Already by my amateur count, Obama’s spent all the savings he’d theoretically get by cutting something like public broadcasting.
Public bombcasting is always more expensive.
The issue this week is what exactly is the U.S. involved in? Are we leading? Following? Obfuscating our true purpose? Why doesn’t Obama just call it what it is. Blood for Oil, Part II, or is it Part III, or Part IV.
I’m losing count.
I’ve got to hand it to Obama. Starting a war, excuse me, a military engagement with UN allies, while all the world is focused on the devastation of Japan is a great bit of political sleight-of-hand. By comparison a war doesn’t seem so bad next to worries about impending nuclear disaster and the end of the world.
But as we come into this first week of Spring, we have no less than Dennis Kucinich (D-Ohio) saying that Obama has perhaps committed an impeachable offense, launching an unconstitutional war effort.
Should Obama have consulted Congress before giving the go ahead to start up against Libya? Is it a “war”? No combat troops are on the ground (yet). Did you expect Obama to parse his contitutional power to this degree?
Kucinich and a small group of the most liberal House members think the president is fudging to so much, he should have consulted them. The War Powers Act of 1973 is intended to limit the president’s ability to send troops into combat without Congressional approval.
But a president can do so for 60 days without a declaration or mandate from Congress. 60 days? That sounds like a lot of time to do damage. But for enemies who like to play war for decades upon decades, 60 days is not so long.
So maybe the president thinks this is truly a short term action and we can all kindly disregard Gadhafi’s histrionics. All that stuff about fighting to the end, inch by inch, for forever and a day. Just macho talk by the colonel. Or not.
Obama seems to be hoping for another repeat of the first Gulf War, where we can do most all the dirty work by air in just a few days with an adhoc alliance, before a vote can be taken in Congress. And by time one could be taken, the action would be all over. And we would win! U-S-A, U-S-A!
Maybe. But the first Gulf War was an anomaly. The lesson since: War is not a video game. It’s a long narrative.

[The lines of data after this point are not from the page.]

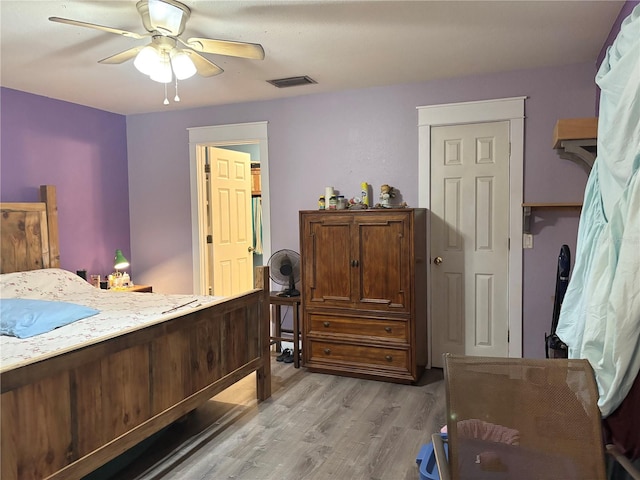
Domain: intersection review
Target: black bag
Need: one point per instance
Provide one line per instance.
(554, 347)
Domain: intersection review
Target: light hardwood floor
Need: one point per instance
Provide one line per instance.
(314, 426)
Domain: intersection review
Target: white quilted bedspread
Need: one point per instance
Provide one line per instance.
(120, 312)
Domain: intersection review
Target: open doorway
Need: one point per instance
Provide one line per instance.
(250, 137)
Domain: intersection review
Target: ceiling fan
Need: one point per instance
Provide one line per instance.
(167, 54)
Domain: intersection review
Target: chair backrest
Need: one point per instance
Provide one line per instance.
(523, 419)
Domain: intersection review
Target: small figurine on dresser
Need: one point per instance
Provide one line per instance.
(386, 193)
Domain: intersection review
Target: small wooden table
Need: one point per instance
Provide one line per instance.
(276, 318)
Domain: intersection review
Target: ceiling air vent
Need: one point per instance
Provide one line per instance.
(291, 81)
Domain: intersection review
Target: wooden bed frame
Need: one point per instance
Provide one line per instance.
(65, 416)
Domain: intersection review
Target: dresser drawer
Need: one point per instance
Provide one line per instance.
(357, 355)
(389, 330)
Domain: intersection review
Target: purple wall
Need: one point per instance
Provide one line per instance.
(343, 138)
(337, 139)
(83, 152)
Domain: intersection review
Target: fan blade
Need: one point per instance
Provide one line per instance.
(204, 67)
(226, 47)
(98, 27)
(122, 56)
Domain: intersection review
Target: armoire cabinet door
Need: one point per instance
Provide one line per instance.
(326, 263)
(382, 274)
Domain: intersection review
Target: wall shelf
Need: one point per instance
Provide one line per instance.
(528, 207)
(575, 139)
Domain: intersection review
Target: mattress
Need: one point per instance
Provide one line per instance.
(120, 313)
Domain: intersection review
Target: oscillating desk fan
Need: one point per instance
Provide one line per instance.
(284, 269)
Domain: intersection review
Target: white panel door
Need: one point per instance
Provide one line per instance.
(470, 239)
(231, 256)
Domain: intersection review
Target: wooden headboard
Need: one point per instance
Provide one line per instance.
(29, 234)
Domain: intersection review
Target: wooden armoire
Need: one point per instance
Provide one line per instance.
(364, 296)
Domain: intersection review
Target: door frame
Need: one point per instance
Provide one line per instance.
(220, 136)
(483, 111)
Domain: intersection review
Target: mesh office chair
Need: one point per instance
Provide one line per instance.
(521, 419)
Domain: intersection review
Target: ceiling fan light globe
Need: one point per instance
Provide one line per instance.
(147, 60)
(183, 66)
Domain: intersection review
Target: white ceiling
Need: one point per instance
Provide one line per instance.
(340, 44)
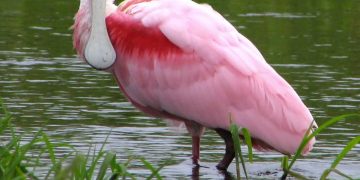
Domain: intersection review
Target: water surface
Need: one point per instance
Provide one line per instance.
(314, 45)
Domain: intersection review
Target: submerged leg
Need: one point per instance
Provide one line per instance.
(196, 130)
(229, 150)
(196, 149)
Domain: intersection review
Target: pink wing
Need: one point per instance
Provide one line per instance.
(185, 59)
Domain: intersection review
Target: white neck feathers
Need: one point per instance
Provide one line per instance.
(99, 52)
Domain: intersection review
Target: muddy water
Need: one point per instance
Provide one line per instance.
(314, 45)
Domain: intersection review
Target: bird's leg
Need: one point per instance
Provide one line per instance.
(196, 130)
(195, 149)
(229, 151)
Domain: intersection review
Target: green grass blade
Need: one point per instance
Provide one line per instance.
(50, 148)
(104, 166)
(297, 175)
(341, 174)
(307, 138)
(339, 157)
(96, 158)
(154, 171)
(235, 136)
(247, 138)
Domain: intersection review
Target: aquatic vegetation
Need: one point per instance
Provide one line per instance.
(16, 161)
(286, 166)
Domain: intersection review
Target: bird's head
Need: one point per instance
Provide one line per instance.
(91, 38)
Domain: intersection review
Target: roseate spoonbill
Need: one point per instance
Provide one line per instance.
(183, 61)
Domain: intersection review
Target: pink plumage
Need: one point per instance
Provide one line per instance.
(180, 60)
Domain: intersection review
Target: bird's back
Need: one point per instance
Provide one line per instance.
(180, 58)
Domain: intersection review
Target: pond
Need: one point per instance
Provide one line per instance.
(314, 45)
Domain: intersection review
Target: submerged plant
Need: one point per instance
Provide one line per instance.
(15, 162)
(308, 136)
(234, 130)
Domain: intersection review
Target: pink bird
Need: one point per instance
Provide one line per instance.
(183, 61)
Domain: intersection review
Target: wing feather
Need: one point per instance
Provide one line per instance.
(218, 71)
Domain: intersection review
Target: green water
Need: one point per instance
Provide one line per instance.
(313, 44)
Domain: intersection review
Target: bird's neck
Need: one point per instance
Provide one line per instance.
(98, 50)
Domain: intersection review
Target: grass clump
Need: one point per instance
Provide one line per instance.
(16, 162)
(288, 162)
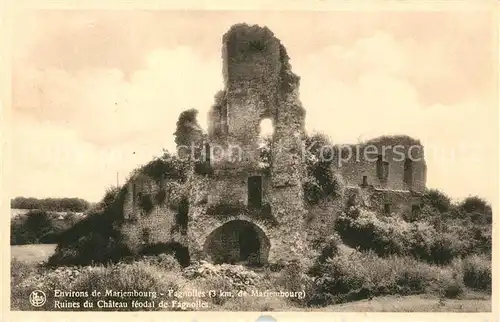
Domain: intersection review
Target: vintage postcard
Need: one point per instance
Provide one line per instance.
(196, 160)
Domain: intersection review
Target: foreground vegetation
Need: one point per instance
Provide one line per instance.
(346, 276)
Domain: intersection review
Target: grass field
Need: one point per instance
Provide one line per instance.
(32, 253)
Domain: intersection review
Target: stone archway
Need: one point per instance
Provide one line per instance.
(237, 242)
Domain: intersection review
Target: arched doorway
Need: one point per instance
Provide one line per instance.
(237, 242)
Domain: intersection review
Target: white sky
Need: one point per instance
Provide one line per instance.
(96, 93)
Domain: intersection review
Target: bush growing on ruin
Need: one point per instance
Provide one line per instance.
(437, 200)
(392, 235)
(321, 181)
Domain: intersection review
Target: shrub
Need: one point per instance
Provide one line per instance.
(477, 272)
(163, 261)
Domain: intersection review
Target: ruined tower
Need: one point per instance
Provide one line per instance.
(251, 209)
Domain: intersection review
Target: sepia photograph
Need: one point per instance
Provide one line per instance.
(272, 160)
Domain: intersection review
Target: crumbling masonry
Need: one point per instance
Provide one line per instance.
(241, 211)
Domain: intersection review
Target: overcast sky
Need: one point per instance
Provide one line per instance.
(96, 93)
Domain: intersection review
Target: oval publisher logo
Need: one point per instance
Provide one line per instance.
(38, 298)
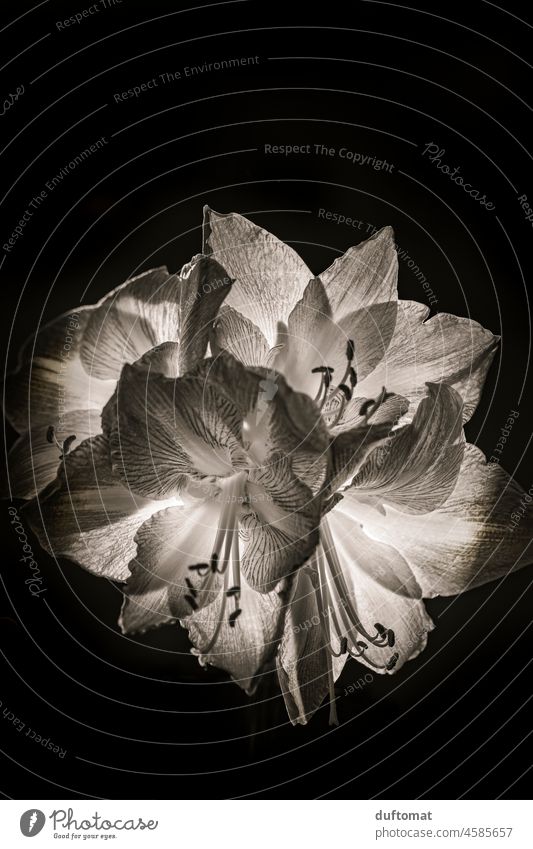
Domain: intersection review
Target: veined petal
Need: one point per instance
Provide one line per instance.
(418, 468)
(349, 450)
(162, 431)
(245, 649)
(269, 276)
(87, 515)
(153, 308)
(365, 275)
(445, 349)
(304, 662)
(481, 533)
(316, 337)
(34, 459)
(380, 588)
(281, 527)
(240, 337)
(50, 380)
(162, 587)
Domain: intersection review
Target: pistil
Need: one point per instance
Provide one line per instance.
(340, 610)
(225, 559)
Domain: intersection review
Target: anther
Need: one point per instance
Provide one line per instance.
(233, 617)
(364, 408)
(350, 350)
(392, 662)
(191, 587)
(66, 445)
(201, 568)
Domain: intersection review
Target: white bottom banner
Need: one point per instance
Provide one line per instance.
(233, 824)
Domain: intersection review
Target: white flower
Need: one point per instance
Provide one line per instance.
(414, 511)
(285, 474)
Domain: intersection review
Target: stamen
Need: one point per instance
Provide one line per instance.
(350, 350)
(342, 603)
(201, 568)
(226, 559)
(65, 448)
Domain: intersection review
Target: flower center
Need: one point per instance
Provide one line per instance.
(341, 391)
(225, 559)
(339, 617)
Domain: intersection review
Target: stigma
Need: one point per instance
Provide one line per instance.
(225, 558)
(343, 630)
(343, 391)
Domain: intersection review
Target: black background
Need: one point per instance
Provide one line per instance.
(137, 717)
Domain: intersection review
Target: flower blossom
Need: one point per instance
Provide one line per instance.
(273, 459)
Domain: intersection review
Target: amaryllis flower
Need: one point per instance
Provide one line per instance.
(410, 510)
(284, 473)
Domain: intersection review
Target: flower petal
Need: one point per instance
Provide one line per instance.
(417, 470)
(281, 526)
(87, 515)
(153, 308)
(316, 337)
(381, 588)
(445, 349)
(304, 660)
(269, 276)
(34, 459)
(481, 533)
(350, 449)
(239, 336)
(245, 649)
(366, 274)
(50, 379)
(162, 588)
(163, 431)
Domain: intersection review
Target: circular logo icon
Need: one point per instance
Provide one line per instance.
(32, 822)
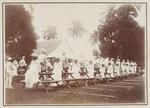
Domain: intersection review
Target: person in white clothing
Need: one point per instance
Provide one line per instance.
(90, 69)
(75, 69)
(22, 62)
(58, 70)
(110, 67)
(32, 76)
(11, 71)
(15, 62)
(42, 58)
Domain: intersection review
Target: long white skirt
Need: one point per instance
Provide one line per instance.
(32, 76)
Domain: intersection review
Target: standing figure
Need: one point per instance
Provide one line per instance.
(15, 62)
(42, 58)
(110, 68)
(11, 71)
(117, 69)
(90, 69)
(102, 67)
(127, 67)
(32, 76)
(123, 65)
(22, 66)
(75, 69)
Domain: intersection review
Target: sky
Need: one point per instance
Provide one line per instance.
(61, 16)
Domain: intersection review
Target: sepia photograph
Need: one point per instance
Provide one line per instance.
(74, 53)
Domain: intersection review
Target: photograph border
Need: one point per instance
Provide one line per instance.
(106, 104)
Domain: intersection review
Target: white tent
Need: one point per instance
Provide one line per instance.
(56, 48)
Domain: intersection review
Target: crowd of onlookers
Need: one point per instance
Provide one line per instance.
(100, 67)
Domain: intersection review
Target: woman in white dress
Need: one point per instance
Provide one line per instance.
(58, 70)
(32, 76)
(75, 69)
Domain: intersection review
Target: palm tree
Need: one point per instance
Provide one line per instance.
(50, 33)
(94, 38)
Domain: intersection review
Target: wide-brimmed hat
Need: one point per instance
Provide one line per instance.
(34, 55)
(9, 58)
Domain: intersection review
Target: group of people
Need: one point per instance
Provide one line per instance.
(100, 67)
(11, 69)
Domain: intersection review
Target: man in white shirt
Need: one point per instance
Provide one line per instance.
(22, 62)
(11, 71)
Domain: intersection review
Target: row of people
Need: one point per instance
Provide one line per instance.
(11, 69)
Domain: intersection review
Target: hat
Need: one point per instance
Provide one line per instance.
(9, 58)
(34, 55)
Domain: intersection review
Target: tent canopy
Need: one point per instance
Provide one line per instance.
(55, 48)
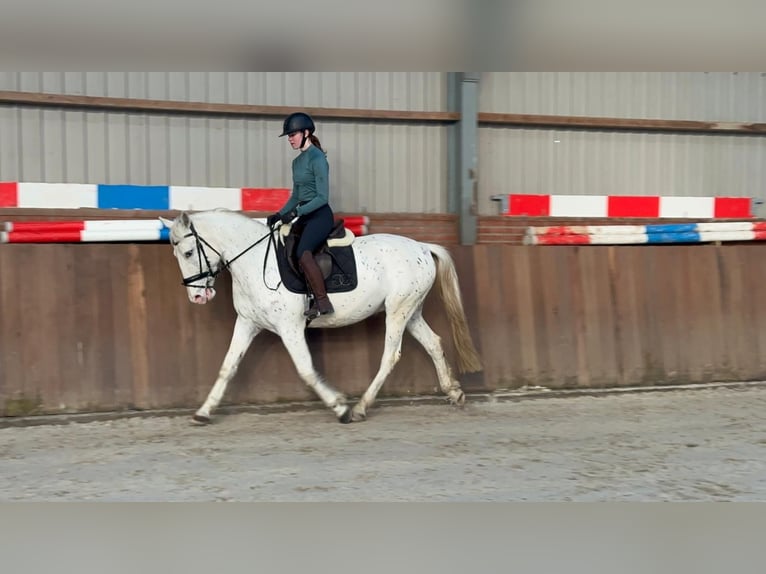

As we wait to see what exactly our purpose is in Libya, and what the end game is, it’s rather disappointing to see our man of change changing before our eyes into a different kind of president.
Anyone really surprised at this transformation?
From the war policy to the domestic policy and the banking and economic crisis, Obama seems quite happy to alienate the people who saw in him much hope. Is this his way of getting ready for 2012?